Monday, August 3, 2009

Game 2.0

Microsoft releases a version of an operating system. Then they work at it making it better and release an update. And so on. Microsoft is still selling Windows, but Windows today is not the same Windows from 1990.

Some board games also evolve internally, or are adapted and developed by others, in the same way that features from operating systems, browsers, and word processors develop in-house or by building on the competition. Games move online, mechanics from other games make their way into existing ones (like the latest versions of Risk), or other companies make competing but better products.

So why did Hasbro update Risk, but leave Monopoly's rules alone? Why are we still playing the same Chess, Scrabble, and Battleship, when, with rare exception due to compatibility, no one uses computer applications that are older than ten years? Sure, evolution leads to a numerous dead-ends for every viable step forward, but nonetheless there are steps forward.

I don't think it's just bad marketing. I don't think it's just a monopoly on the toy shelf.

Many games are bought for other than entertainment purposes: ritual games (like Snakes and Ladders and Mancala), keepsake games (like Monopoly version XYZ), pretty games (like Chess sets).

Also, there is a perception that "new" games are only niche products. Yet, 38 of the top 100 games at Amazon are "new" games, counting various Scene-It's, Cranium's, and Killer Bunnies expansions (and Settlers of Catan and expansion, Race for the Galaxy, Blokus, Puerto Rico, Power Grid, Dominion and Dominion Intrigue, Lost Cities, Carcassonne and expansion, Wits and Wagers, and others).

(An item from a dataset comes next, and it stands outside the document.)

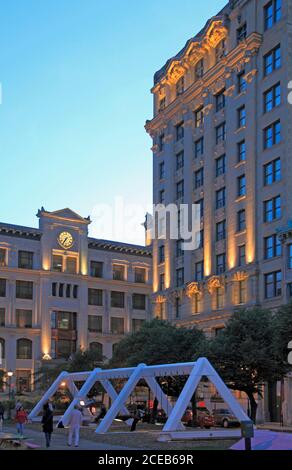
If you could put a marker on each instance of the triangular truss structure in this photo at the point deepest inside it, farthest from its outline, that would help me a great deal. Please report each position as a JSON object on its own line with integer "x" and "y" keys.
{"x": 194, "y": 370}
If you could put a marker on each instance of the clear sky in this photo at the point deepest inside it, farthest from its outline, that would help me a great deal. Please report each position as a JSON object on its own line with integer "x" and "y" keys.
{"x": 76, "y": 78}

Of the remaining games, many of them are new licenses for older games (like Spongebob Squarepants Operation, or Beatles Monopoly); a licensed game is bought for its toy value, not its game value. They don't really count.

New games are likewise 32 of the top 100 board games at Target (more party, less strategy games), 26 of the top 100 "games and puzzles" at Walmart, and 24 of the top 100 "games and puzzles" at Kmart. On the other hand, they're only 7 of the top 49 at ToysRUs.com, and 2 (if you push it) of the top 24 at boardgames.com. I think these guys simply don't stock many newer games.

Thirdly, there is a perception that people only play board games to teach kids a social activity that parents or grandparents played when they were younger (doesn't everyone play video games, now?)

That doesn't hold true for music, mostly. It certainly doesn't hold true for video games, though there is a small reactionary movement in that direction. It rarely works for movies, with certain exceptions. It kinda makes some sense for books - there are many great recent books, but we're not going to stop reading Anne of Green Gables or Little House on the Prairie any time soon, I hope.

In other media, if you discount movies shared as rituals or keepsakes (nostalgia), you're left the timeless classics. One therefore hopes that the games that endure are timeless classics.

In some sense, Chess is a timeless classic. But it's really not more of a timeless classic than the same game on a 10x10 board with two "Prince" pieces on each side. Monopoly is a timeless classic, but there are tons of ways to make it better, and tons of games that build on the concept and make it better.

A large number of people stick with what they know in board games, but not with other things in life: video games, music, movies, clothes, books, and so on. This resistance to evolution is troubling and unnatural.